These are just the crossovers. The other nineteen have to be invited in and let out. As a rule, I only do this for one of them, Poom, my champion, lean and brindled and wolfy with a missing back leg and an affinity for pancetta. He also has half an ear chopped off and six toes on one foot. I like to scratch his one side and watch his ghost leg twitch joyously. The rest of his pack stays pretty much to their side, though I do reach through the fence every now and again with a cookie for old Luba or crazy little Ting Tong or maybe a careful pat on the head for Koochi, the hyena off-shoot.

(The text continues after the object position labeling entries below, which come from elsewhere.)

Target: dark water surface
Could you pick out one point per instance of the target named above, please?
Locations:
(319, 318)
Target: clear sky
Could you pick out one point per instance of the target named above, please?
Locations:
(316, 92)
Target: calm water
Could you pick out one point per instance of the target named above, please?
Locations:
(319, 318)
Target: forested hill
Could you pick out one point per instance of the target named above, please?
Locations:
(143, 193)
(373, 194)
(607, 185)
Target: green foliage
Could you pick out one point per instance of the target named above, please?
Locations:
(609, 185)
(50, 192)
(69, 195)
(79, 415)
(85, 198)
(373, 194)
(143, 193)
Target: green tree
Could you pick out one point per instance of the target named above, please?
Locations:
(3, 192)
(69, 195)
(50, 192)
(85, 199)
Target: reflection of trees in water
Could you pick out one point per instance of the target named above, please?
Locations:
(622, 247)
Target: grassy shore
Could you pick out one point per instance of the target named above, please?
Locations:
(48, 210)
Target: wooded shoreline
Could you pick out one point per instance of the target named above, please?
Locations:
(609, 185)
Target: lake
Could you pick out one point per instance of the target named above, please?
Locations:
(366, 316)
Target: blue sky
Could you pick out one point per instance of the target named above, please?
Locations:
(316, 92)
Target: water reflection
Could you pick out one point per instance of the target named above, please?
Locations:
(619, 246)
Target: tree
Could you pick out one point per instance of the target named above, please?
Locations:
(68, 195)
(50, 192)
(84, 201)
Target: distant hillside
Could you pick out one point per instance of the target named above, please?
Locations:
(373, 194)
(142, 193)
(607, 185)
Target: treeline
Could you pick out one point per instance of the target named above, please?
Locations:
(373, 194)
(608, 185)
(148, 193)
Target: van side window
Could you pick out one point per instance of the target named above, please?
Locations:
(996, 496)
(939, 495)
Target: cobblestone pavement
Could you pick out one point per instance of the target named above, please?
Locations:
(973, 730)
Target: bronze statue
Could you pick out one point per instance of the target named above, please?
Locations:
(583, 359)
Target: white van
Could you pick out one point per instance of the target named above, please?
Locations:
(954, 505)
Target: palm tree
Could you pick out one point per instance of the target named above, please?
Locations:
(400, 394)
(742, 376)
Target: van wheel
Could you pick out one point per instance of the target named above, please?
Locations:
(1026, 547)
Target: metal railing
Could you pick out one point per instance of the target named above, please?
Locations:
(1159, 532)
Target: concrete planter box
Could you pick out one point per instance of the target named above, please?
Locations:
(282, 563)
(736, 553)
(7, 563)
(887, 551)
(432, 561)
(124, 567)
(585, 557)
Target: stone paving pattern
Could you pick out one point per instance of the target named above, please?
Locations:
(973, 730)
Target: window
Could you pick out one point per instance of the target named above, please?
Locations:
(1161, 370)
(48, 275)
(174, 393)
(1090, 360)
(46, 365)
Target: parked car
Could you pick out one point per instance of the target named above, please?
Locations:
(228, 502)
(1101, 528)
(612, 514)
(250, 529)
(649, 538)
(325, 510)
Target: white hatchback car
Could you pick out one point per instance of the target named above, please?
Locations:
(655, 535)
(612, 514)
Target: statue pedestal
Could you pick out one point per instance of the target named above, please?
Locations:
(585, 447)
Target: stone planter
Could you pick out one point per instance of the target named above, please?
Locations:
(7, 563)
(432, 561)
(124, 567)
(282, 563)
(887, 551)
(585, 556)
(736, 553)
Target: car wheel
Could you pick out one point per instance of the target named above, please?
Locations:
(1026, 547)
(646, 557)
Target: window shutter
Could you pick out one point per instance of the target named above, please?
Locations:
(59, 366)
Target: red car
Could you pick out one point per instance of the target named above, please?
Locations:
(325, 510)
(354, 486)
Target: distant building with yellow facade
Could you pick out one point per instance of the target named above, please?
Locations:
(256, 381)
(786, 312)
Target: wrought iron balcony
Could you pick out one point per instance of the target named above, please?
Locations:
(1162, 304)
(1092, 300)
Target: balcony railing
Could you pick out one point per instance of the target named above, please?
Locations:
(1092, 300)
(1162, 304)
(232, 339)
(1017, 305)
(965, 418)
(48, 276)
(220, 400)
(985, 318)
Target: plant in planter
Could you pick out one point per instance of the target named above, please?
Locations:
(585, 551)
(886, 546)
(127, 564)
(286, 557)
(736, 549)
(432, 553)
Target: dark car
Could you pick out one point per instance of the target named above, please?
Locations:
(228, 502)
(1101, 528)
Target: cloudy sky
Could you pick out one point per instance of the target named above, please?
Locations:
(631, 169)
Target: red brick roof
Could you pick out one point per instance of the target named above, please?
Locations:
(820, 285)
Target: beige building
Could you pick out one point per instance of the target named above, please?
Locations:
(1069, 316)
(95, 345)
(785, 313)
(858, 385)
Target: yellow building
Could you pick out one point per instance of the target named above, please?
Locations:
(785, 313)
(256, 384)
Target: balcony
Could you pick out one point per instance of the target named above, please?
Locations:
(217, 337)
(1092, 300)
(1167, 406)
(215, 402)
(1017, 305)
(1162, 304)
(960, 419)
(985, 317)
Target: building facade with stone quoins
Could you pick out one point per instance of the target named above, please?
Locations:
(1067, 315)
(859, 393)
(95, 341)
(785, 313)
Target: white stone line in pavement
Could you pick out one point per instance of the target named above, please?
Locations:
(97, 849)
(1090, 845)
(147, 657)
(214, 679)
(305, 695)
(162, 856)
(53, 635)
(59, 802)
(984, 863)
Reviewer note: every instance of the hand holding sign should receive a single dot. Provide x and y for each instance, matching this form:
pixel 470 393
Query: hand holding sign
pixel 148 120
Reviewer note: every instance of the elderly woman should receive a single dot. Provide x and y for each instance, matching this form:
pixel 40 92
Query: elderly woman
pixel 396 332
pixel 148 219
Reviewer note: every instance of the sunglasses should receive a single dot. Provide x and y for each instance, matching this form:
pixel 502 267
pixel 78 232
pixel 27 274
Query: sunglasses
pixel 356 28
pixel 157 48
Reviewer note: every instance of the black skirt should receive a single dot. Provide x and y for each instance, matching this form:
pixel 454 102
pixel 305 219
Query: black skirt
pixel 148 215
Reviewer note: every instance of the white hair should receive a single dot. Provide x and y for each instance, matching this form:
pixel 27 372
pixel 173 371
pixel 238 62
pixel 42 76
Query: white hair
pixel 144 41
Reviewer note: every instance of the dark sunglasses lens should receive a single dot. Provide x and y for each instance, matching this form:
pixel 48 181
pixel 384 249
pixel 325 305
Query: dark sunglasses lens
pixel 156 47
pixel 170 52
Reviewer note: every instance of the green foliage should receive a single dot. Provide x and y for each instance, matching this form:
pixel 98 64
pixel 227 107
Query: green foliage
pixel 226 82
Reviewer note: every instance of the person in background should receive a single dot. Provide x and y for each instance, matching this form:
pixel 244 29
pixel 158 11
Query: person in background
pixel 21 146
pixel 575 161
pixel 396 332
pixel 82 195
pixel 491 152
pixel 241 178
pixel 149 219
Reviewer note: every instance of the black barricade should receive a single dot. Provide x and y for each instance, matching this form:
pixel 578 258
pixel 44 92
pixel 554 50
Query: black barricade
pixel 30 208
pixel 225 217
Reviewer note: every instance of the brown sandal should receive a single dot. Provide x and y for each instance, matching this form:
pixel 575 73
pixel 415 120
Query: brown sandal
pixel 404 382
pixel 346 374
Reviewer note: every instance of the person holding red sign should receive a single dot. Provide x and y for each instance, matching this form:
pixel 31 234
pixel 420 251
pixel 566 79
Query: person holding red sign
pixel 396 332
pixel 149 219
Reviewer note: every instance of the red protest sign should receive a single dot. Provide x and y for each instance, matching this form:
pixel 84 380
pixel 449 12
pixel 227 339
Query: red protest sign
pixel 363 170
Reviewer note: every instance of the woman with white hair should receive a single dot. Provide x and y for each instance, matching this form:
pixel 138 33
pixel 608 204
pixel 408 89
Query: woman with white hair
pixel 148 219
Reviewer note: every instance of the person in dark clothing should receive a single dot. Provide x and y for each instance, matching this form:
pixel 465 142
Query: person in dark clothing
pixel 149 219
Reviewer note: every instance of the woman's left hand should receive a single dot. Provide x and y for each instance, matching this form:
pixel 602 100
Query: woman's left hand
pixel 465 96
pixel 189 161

Now that Rita Ciccarelli is sure I’m awake, she sits in the flower bed under my window, tail all aflutter, and starts to sing-moan-howl-whine, and she won’t stop until I open the front door and take her into my arms. Is it me she loves? Or the crackers that I will give her in a few minutes? Or just the bits of exclusive and trusty affection I make a point of giving her, even when the cuter puppies are around? She’d obviously been abused, majorly kicked around, before she was rescued by Moni and taken into the big pack next door. With me, it took months of pointed work and a variety of pork products before she’d even let me pet her belly with my foot. And in the end, for better or worse, she adopted me. Of my 24 neighbours and the hundred other local strays, I frankly never would have picked her. She’s a little too small, a little too skiddish and yippy, not exactly easy to love. (A canine mirror, perhaps?)

But there’s no fighting fate. It’s a done doggie deal. Four months I spent twenty feet away from Moni and her twenty-four dogs (I’m probably the only person in town who could have held out for so long in this place, thanks to a preference for mutts over people and a nine-peso set of earplugs.) And Rita Ciccarelli courted me the whole time. So when I leave here in a couple weeks for my new (amazing, truly amazing) house, I’m going to have to break up the pack and take the little ankle nipper with me.

Dear Cesar Millan, Dog Whisperer, Hot Little Alpha Mexican Dude,

I am writing you from San Marcos Sierras, Argentina, to tell you about a very special dog person. Her name is Moni and she is the local “protectora de perros,” a lone woman who personally and thanklessly provides all the services of a Humane Society in a town that lacks any such group.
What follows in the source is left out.